Na tarde desta quarta-feira (26), membros da Comissão de Organização dos Empregados do Bradesco (COE Bradesco) e da diretoria de RH do banco reuniram-se na Cidade de Deus, em Osasco, onde está localizada a matriz do Bradesco para discutir as medidas emergenciais que vem sendo aplicadas pelo banco durante a transição para o HSBC, que […]

Na tarde desta quarta-feira (26), membros da Comissão de Organização dos Empregados do Bradesco (COE Bradesco) e da diretoria de RH do banco reuniram-se na Cidade de Deus, em Osasco, onde está localizada a matriz do Bradesco para discutir as medidas emergenciais que vem sendo aplicadas pelo banco durante a transição para o HSBC, que está com o cronograma atrasado e tem sobrecarregado os trabalhadores, uma vez que implicam em trabalhos de final de semana, horário estendido, entre outros.
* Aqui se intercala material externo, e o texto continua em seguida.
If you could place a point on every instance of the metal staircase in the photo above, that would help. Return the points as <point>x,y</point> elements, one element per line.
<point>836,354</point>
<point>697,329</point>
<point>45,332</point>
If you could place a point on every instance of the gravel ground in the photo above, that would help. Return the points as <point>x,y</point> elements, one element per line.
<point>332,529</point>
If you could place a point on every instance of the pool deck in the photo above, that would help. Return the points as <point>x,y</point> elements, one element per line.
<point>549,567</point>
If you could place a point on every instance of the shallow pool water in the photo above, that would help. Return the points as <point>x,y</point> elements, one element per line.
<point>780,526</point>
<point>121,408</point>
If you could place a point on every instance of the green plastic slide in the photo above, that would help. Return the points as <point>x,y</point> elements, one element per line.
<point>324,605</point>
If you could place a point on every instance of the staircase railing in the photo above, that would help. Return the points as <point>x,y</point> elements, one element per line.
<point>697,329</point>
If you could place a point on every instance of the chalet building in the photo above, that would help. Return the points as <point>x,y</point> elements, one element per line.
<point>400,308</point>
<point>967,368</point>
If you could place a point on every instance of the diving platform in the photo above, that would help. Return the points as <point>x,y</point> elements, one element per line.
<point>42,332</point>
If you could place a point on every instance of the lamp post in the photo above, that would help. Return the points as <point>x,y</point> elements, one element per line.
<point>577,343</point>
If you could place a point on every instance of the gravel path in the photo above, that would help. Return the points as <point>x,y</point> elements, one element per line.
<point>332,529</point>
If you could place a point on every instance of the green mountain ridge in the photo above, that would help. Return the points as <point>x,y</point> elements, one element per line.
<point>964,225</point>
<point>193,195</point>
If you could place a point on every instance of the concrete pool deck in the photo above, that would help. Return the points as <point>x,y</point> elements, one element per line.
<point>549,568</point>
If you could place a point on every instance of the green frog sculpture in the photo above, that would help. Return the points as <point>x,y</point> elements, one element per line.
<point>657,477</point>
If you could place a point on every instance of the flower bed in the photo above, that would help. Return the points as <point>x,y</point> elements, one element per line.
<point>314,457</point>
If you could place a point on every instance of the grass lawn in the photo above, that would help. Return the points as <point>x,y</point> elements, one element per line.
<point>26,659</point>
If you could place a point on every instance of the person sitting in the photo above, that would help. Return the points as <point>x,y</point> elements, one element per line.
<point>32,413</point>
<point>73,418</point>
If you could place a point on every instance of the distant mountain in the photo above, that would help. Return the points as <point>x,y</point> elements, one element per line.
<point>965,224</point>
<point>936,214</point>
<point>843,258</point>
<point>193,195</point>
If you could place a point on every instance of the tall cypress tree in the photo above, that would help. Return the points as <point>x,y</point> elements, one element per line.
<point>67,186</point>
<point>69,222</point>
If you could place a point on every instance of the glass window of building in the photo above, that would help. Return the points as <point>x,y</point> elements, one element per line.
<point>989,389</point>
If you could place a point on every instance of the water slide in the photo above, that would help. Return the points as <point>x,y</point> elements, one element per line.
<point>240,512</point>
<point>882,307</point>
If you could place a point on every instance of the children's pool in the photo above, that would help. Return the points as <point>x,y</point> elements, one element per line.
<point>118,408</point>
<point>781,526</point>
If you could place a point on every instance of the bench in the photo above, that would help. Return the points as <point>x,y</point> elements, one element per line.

A reunião foi solicitada pelos representantes dos para cobrar explicações do banco a respeito dessas medidas. Trabalho aos finais de semana, horário estendido, das 08h às 17h, implantado recentemente para que o banco pudesse dar conta da transição da estrutura do HSBC para a do Bradesco, participação de funcionários de outras agências para ajudar os bancários incorporados (agências madrinhas), seguro de vida, PPR/PSV (remuneração variável), qual será o período que o banco irá utilizar para incorporar aos salários, já que o banco não paga remuneração variável e informou que faria uma média dos últimos 12 meses e incorporaria o pagamento ao salário dos ex-HSBC, mas não havia comunicado a data que seria feito esse pagamento, além de cobrança de metas foram alguns dos temas sobre os quais a diretoria do banco foi questionada.

Lourival Rodrigues e Gisele Paifer, membros da COE Bradesco representaram a FEEB-SP/MS na reunião. O banco irá apresentar as respostas na primeira quinzena de novembro, quando irá se reunir com a COE novamente.

“Entendemos que essa reunião abre caminho pra resolver conflitos que surgiram no momento da fusão. Inclusive o banco admitiu que esse período foi conturbado, pelo porte da aquisição do HSBC. Importante salientar que o movimento sindical esta acompanhando de perto e estamos pressionando para que esses conflitos sejam resolvidos. Nosso objetivo é garantir que os bancários tenham condições de trabalho adequadas”, avalia Gisele.